Cell-average based neural network method for hyperbolic and parabolic partial differential equations
This is an incremental improvement for computational physics, offering a mesh-dependent method that avoids CFL restrictions and adapts to any time step size.
The authors tackled the challenge of solving hyperbolic and parabolic partial differential equations by proposing a cell-average based neural network method, which achieves first-order convergence for the Heat equation and captures discontinuities with minimal numerical diffusion.
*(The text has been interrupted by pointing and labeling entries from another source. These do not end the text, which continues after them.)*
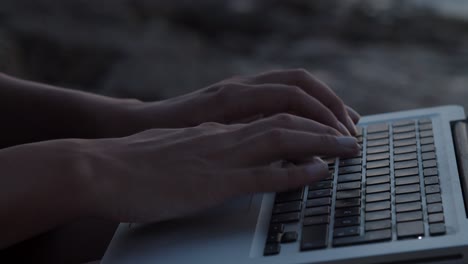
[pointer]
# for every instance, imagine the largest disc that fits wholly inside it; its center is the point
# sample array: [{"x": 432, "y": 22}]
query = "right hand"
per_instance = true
[{"x": 161, "y": 174}]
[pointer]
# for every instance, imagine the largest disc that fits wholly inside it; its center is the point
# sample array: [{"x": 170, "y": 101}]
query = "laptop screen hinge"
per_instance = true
[{"x": 460, "y": 138}]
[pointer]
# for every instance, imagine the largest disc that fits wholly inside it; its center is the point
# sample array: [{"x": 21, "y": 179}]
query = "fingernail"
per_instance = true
[
  {"x": 352, "y": 126},
  {"x": 343, "y": 129}
]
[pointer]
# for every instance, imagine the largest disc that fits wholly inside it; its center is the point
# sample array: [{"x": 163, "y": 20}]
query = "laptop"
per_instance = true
[{"x": 403, "y": 200}]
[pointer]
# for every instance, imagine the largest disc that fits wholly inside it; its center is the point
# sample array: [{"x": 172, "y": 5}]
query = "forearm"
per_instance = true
[
  {"x": 32, "y": 112},
  {"x": 44, "y": 185}
]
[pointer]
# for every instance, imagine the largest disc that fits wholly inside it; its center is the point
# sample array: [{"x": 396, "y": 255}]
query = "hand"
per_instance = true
[
  {"x": 247, "y": 98},
  {"x": 160, "y": 174}
]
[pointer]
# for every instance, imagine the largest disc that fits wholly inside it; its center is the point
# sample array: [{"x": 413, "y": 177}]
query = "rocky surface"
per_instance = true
[{"x": 378, "y": 55}]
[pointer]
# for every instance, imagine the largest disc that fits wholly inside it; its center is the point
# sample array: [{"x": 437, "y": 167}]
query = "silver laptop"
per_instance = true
[{"x": 401, "y": 201}]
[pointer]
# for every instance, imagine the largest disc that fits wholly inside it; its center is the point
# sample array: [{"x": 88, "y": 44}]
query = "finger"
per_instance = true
[
  {"x": 286, "y": 121},
  {"x": 284, "y": 144},
  {"x": 312, "y": 86},
  {"x": 269, "y": 99},
  {"x": 270, "y": 179},
  {"x": 355, "y": 116}
]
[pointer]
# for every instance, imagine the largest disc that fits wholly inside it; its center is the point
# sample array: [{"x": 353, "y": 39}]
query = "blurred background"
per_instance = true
[{"x": 379, "y": 55}]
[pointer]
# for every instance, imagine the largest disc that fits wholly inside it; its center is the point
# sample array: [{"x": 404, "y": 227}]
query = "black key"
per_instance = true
[
  {"x": 378, "y": 215},
  {"x": 431, "y": 180},
  {"x": 348, "y": 194},
  {"x": 318, "y": 202},
  {"x": 427, "y": 133},
  {"x": 402, "y": 150},
  {"x": 437, "y": 229},
  {"x": 350, "y": 169},
  {"x": 346, "y": 231},
  {"x": 404, "y": 142},
  {"x": 432, "y": 189},
  {"x": 272, "y": 249},
  {"x": 405, "y": 164},
  {"x": 406, "y": 135},
  {"x": 276, "y": 228},
  {"x": 349, "y": 162},
  {"x": 377, "y": 180},
  {"x": 378, "y": 156},
  {"x": 273, "y": 237},
  {"x": 407, "y": 197},
  {"x": 289, "y": 196},
  {"x": 287, "y": 207},
  {"x": 288, "y": 237},
  {"x": 410, "y": 229},
  {"x": 382, "y": 205},
  {"x": 376, "y": 225},
  {"x": 377, "y": 136},
  {"x": 314, "y": 237},
  {"x": 436, "y": 218},
  {"x": 378, "y": 142},
  {"x": 428, "y": 140},
  {"x": 317, "y": 211},
  {"x": 403, "y": 129},
  {"x": 403, "y": 123},
  {"x": 374, "y": 128},
  {"x": 407, "y": 188},
  {"x": 427, "y": 126},
  {"x": 377, "y": 172},
  {"x": 347, "y": 221},
  {"x": 378, "y": 149},
  {"x": 377, "y": 164},
  {"x": 321, "y": 185},
  {"x": 407, "y": 207},
  {"x": 429, "y": 164},
  {"x": 406, "y": 172},
  {"x": 406, "y": 156},
  {"x": 349, "y": 177},
  {"x": 348, "y": 203},
  {"x": 435, "y": 208},
  {"x": 409, "y": 216},
  {"x": 319, "y": 193},
  {"x": 374, "y": 197},
  {"x": 348, "y": 186},
  {"x": 433, "y": 198},
  {"x": 316, "y": 220},
  {"x": 369, "y": 237},
  {"x": 352, "y": 211},
  {"x": 406, "y": 180},
  {"x": 378, "y": 188},
  {"x": 430, "y": 172},
  {"x": 427, "y": 148},
  {"x": 285, "y": 218},
  {"x": 428, "y": 155}
]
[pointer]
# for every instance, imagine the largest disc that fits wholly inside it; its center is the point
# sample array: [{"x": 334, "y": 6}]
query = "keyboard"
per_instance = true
[{"x": 390, "y": 192}]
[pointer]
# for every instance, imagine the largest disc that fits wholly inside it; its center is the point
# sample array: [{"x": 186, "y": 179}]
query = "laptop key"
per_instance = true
[
  {"x": 378, "y": 215},
  {"x": 378, "y": 164},
  {"x": 407, "y": 197},
  {"x": 271, "y": 249},
  {"x": 352, "y": 211},
  {"x": 285, "y": 218},
  {"x": 368, "y": 237},
  {"x": 321, "y": 210},
  {"x": 314, "y": 237},
  {"x": 437, "y": 229},
  {"x": 380, "y": 224},
  {"x": 407, "y": 207},
  {"x": 346, "y": 231},
  {"x": 378, "y": 188},
  {"x": 410, "y": 229},
  {"x": 409, "y": 216},
  {"x": 376, "y": 206},
  {"x": 378, "y": 156}
]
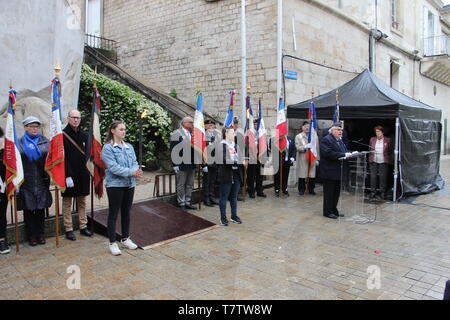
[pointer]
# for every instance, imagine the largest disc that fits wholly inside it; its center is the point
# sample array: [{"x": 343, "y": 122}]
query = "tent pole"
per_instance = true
[{"x": 396, "y": 152}]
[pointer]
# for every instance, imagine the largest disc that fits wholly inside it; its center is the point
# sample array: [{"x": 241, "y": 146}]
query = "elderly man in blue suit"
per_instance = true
[{"x": 332, "y": 148}]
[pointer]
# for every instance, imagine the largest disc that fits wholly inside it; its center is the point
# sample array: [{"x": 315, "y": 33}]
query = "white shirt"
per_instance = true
[
  {"x": 187, "y": 133},
  {"x": 379, "y": 157}
]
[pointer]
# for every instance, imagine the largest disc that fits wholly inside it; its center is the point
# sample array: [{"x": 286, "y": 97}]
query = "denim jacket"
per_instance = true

Motivated by finite volume scheme, a cell-average based neural network method is proposed. The method is based on the integral or weak formulation of partial differential equations. A simple feed forward network is forced to learn the solution average evolution between two neighboring time steps. Offline supervised training is carried out to obtain the optimal network parameter set, which uniquely identifies one finite volume like neural network method. Once well trained, the network method is implemented as a finite volume scheme, thus is mesh dependent. Different to traditional numerical methods, our method can be relieved from the explicit scheme CFL restriction and can adapt to any time step size for solution evolution. For Heat equation, first order of convergence is observed and the errors are related to the spatial mesh size but are observed independent of the mesh size in time. The cell-average based neural network method can sharply evolve contact discontinuity with almost zero numerical diffusion introduced. Shock and rarefaction waves are well captured for nonlinear hyperbolic conservation laws.